The key areas for the opex synergies of the joint venture are:

- Network & IT: Large-scale site rationalisation leading to significant savings

notably in site rental expenses, network operations and maintenance

expenses

- Distribution and Marketing: Higher proportion of sales through own shops,

resulting in lower distribution costs; a reduction in the combined number of

stores and savings in marketing costs primarily post roll-out of a new branding

strategy

- Other cost savings: Potential to reduce general and administration costs;

eliminate duplication in core support functions; optimise the workforce notably

in customer service, network and G&A operations

To achieve these opex synergies, the joint venture would expect to invest £600 to

£800 million in integration costs over the period from 2010 to 2014. Those costs

would primarily relate to the decommissioning of mobile sites, the rationalisation of the network of retail stores and the streamlining of operations.

· On the capex side, large scale savings are expected over the first five years following completion of the transaction, resulting from the integration and unification of the networks and from jointly expanding 3G coverage. The potential for capital expenditure savings, net of integration capex, is estimated at £620 million on a cumulative basis over 2010-2014, prior to stabilising at approximately £100 million a year from 2015 onwards.

These benefits will result in significantly improved operational performance, with long term EBITDA margin expected to be superior to those of the current market leaders thanks to size effects and with capex efficiency expected to be best in class.
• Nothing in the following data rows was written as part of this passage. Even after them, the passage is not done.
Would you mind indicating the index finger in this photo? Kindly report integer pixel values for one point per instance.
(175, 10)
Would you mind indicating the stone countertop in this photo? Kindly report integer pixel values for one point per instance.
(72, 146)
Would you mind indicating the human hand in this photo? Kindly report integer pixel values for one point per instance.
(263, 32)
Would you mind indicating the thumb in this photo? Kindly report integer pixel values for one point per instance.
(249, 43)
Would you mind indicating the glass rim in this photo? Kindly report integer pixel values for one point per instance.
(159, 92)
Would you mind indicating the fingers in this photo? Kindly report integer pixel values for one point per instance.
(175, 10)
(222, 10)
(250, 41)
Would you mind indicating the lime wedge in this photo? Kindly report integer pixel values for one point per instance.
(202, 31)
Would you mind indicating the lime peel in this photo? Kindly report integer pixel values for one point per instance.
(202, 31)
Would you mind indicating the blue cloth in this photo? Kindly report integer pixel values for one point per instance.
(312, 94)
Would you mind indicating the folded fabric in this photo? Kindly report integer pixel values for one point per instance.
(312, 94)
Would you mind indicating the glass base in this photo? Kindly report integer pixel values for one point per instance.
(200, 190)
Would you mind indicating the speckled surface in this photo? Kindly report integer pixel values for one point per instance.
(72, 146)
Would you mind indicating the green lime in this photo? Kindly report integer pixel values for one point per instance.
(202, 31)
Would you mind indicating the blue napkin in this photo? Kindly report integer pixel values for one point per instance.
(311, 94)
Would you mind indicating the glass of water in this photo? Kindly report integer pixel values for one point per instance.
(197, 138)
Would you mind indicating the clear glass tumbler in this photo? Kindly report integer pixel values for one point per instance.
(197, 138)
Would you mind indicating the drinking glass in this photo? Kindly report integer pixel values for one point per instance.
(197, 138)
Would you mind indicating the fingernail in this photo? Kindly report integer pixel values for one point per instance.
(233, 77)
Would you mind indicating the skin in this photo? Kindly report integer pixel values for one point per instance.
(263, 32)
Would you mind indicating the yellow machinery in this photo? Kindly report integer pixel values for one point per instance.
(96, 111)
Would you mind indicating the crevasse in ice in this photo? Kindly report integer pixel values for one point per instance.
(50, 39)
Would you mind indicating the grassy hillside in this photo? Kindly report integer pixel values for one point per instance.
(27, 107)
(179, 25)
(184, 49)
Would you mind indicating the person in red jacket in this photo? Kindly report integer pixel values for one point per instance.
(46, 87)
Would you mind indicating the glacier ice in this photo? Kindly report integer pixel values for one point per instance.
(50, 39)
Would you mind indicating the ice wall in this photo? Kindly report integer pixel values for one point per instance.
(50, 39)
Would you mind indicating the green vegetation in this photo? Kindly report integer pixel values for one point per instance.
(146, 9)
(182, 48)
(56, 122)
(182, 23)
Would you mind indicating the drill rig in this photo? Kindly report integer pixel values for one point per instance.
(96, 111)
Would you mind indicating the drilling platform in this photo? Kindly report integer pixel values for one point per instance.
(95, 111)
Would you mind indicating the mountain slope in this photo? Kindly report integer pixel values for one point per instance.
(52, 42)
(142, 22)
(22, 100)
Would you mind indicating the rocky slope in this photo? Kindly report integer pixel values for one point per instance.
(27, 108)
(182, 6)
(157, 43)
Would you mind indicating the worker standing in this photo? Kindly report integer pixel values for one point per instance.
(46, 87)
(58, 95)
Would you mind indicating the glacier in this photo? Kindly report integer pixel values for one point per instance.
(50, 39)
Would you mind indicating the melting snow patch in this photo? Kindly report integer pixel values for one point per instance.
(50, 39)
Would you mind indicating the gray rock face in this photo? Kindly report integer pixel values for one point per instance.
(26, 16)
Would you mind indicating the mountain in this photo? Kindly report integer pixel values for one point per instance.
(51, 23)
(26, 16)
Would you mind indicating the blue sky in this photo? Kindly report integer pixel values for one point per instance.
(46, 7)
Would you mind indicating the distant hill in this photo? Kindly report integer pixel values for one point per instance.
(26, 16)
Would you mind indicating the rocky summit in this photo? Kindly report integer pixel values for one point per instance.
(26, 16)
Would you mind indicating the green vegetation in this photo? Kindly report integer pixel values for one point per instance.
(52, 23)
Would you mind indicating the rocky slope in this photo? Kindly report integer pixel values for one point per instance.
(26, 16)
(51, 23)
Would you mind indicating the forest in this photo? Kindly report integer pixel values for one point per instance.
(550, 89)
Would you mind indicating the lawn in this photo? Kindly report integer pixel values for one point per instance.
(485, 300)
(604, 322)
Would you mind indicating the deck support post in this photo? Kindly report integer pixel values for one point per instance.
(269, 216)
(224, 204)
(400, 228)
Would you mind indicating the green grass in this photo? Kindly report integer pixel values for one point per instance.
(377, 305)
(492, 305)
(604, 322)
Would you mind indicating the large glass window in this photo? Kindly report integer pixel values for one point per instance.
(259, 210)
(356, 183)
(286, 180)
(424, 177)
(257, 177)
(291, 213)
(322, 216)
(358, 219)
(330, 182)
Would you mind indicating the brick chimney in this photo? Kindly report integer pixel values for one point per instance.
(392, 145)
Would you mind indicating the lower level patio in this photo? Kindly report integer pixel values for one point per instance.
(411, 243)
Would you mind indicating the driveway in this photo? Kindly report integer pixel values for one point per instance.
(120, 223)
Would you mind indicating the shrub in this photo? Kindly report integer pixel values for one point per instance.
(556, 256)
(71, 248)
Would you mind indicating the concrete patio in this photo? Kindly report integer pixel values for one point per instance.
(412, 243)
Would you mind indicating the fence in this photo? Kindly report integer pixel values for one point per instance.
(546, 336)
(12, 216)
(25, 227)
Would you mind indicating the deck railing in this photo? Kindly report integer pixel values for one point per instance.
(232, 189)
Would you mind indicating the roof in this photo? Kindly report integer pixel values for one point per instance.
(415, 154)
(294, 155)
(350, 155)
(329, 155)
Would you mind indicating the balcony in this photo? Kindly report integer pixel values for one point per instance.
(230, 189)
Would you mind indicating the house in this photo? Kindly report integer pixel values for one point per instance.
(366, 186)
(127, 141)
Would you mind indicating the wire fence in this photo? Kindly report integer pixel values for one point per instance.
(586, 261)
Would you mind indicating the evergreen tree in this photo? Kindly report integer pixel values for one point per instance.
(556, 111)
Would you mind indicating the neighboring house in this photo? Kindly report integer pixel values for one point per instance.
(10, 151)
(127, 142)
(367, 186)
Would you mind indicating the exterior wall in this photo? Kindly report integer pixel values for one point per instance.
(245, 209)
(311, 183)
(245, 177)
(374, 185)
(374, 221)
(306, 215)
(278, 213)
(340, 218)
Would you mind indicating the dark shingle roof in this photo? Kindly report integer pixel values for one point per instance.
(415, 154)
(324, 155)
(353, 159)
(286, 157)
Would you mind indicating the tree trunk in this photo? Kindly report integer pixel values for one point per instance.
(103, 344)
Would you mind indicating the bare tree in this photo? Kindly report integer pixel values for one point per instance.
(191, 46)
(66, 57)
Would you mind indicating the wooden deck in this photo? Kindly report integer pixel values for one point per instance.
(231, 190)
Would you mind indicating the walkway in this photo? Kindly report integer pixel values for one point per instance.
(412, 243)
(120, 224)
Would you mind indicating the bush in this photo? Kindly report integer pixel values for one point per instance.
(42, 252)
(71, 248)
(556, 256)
To create the new joint venture, Deutsche Telekom would contribute T-Mobile UK on a cashfree, debt-free basis, including T-Mobile UK’s 50 percent holding in its 3G network joint venture with Hutchison and gross tax losses carried forward of at least £1.5 billion. France Telecom would contribute the whole of Orange UK including £1.25 billion of intra-group net debt in order to equalize the value of the contributions to the joint venture. Immediately after closing Deutsche Telekom would grant a £625 million shareholder loan to the joint venture, which would be used to simultaneously reimburse £625 million to France Telecom. As a result, the joint venture would have indebtedness of £1.25 billion, represented by two

shareholder loans of £625 million held by each of Deutsche Telekom and France Telecom.

The Board of the new joint venture company will have balanced representation from Deutsche Telekom and France Telecom. The management team would be led by Tom Alexander, currently CEO of Orange UK, as CEO and Richard Moat, currently CEO of TMobile UK, as COO. The governance of the joint venture would attribute extensive operational decision-making to the management team.
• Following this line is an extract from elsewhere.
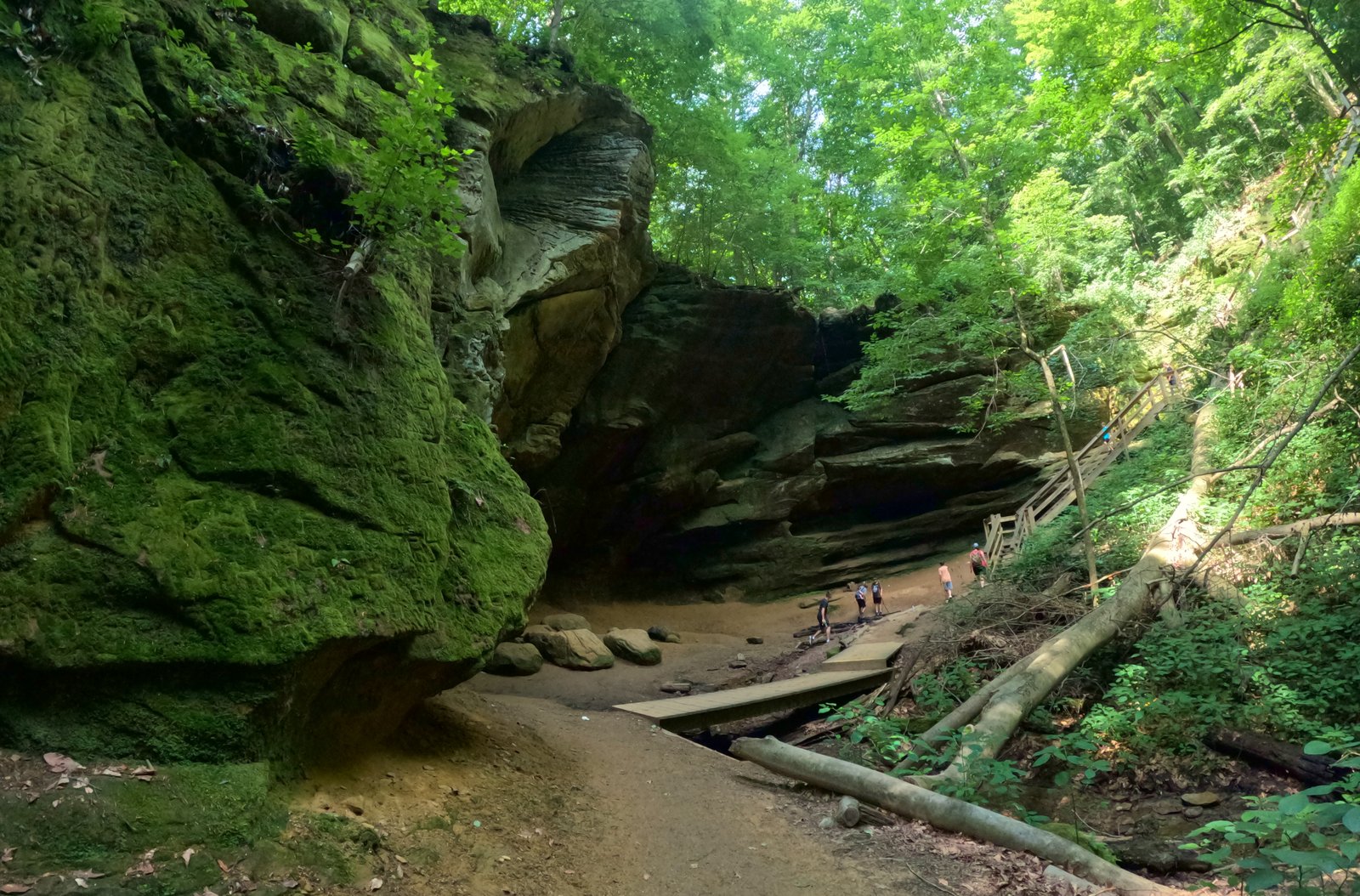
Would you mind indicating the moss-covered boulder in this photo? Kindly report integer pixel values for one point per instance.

The T-Mobile UK and Orange UK brands will be maintained separately for 18 months after completion of the transaction. During that period management will review branding alternatives for the joint venture and will develop a new branding strategy recommendation for shareholder approval.

This transaction is expected to create substantial value for both shareholders and to be accretive from 2010 in terms of free cash-flow per share and from 2011 in terms of earnings per share. Both Deutsche Telekom and France Telecom would recognise their respective interest in the joint venture using the equity method after closing. It is planned that the joint venture will distribute 90 percent of its free cash flow to its two shareholders.

Prior to the signing, which is expected to be end of October, both Deutsche Telekom and France Telecom will undertake confirmatory due diligence and will complete the definitive documentation. The final agreement is subject to the approval of the Supervisory Board of Deutsche Telekom and the Board of Directors of France Telecom, and the completion of an agreed transaction would be conditional on approval by the relevant competition authorities.